# Regression to the Mean

Regression to the mean is often cited but rarely defined.  Just what exactly does -- and doesn't -- this phrase mean?

If you read about fantasy football for long enough, you'll eventually encounter the phrase "regression to the mean."  It's statistician speak for "things  even out over time."  All the phrase really means is that over a small sample size, extreme events are more likely to occur than they are over a longer period.  Landing on heads 80% of the time on five coin flips is much more likely than it is on 50 coin flips.  And a sixteen-game NFL season is a small sample size.

So how -- and why -- does regression to the mean work for fantasy football?

Let's create a hypothetical quarterback named Brew Drees.  Suppose that over every four-game sample, Drees will average either 250 or 350 passing yards per game, giving him either 1,000 or 1400 yards in every set of four games.  Over a long sample, Brew Drees would be expected to average 4800 passing yards in a season (assuming good health).  However, let's assume that whether he averages 250 or 350 yards is completely out of Drees' control.  It is essentially a coin flip as to whether he produces 1,000 or 1,400 passing yards in every quarter of the season.  This means that occasionally, Drees will pass for as many as 5,600 yards or as few as 4,000 yards, with the result being entirely the result of chance.
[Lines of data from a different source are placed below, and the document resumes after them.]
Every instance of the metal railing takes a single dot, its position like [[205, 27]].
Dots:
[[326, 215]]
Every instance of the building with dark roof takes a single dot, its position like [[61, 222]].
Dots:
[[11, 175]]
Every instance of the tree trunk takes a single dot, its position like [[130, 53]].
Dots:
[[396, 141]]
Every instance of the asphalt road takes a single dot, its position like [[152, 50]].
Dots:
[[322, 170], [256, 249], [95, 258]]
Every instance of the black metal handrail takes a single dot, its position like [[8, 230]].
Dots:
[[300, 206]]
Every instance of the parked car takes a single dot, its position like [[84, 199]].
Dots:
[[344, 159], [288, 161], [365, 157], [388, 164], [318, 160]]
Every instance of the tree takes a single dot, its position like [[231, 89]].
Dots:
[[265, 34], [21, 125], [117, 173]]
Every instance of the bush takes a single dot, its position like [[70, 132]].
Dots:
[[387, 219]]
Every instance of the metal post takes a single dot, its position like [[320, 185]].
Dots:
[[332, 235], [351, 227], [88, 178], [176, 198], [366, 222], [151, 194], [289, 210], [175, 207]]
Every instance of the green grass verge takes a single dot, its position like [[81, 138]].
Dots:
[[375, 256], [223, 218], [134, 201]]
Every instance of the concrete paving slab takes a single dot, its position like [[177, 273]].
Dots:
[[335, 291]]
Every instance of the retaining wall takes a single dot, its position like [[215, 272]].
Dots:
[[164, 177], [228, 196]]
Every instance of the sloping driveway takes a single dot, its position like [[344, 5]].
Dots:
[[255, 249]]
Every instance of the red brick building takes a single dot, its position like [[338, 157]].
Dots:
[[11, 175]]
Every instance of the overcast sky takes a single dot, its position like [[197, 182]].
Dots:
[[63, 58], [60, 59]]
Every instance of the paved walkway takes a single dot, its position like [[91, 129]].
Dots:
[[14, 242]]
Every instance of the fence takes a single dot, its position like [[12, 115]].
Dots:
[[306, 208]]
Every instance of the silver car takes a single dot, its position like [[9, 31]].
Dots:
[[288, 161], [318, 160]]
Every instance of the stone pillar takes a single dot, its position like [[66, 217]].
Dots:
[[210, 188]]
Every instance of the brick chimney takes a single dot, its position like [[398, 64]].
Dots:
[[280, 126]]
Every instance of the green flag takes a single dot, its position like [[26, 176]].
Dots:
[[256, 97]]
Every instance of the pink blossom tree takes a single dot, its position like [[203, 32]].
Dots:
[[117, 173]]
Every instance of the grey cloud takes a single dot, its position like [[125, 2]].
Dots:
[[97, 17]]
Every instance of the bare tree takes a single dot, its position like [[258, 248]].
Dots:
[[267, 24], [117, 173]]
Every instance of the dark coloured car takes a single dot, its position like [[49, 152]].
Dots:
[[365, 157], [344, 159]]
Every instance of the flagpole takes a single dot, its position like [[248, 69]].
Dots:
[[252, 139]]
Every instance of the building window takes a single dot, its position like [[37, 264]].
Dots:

In fact, Drees can have 16 different possible season ending totals, assuming the order in which he gains his yards matters:

Games 1--4Games 5--8Games 9--12Games 13--16Total
1400 1400 1400 1400 5600
1000 1400 1400 1400 5200
1400 1000 1400 1400 5200
1400 1400 1000 1400 5200
1400 1400 1400 1000 5200
1000 1000 1400 1400 4800
1000 1400 1000 1400 4800
1000 1400 1400 1000 4800
1400 1000 1000 1400 4800
1400 1000 1400 1000 4800
1400 1400 1000 1000 4800
1000 1000 1000 1400 4400
1000 1000 1400 1000 4400
1000 1400 1000 1000 4400
1400 1000 1000 1000 4400
1000 1000 1000 1000 4000

So how often will each season-ending total occur (assuming the order in which he gained his yards doesn't matter)?

5600 yards ------->1/16
5200 yards ------->4/16
4800 yards ------->6/16
4400 yards ------->4/16
4000 yards ------->1/16

The mode -- the result occuring most often -- is 4800 yards.  That's what the median (middle result) and mean (average result) are, too.  Seven out of every eight times, Brew Drees will finish with between 4400 and 5200 yards. Once every eight times, however, we'll see a crazy result of either 4,000 yards of 5,600 yards.

Now Brew Drees is a very good quarterback.  Let's create 11 more hypothetical passers who are less talented.  Like Drees, they will have two possible per-game averages.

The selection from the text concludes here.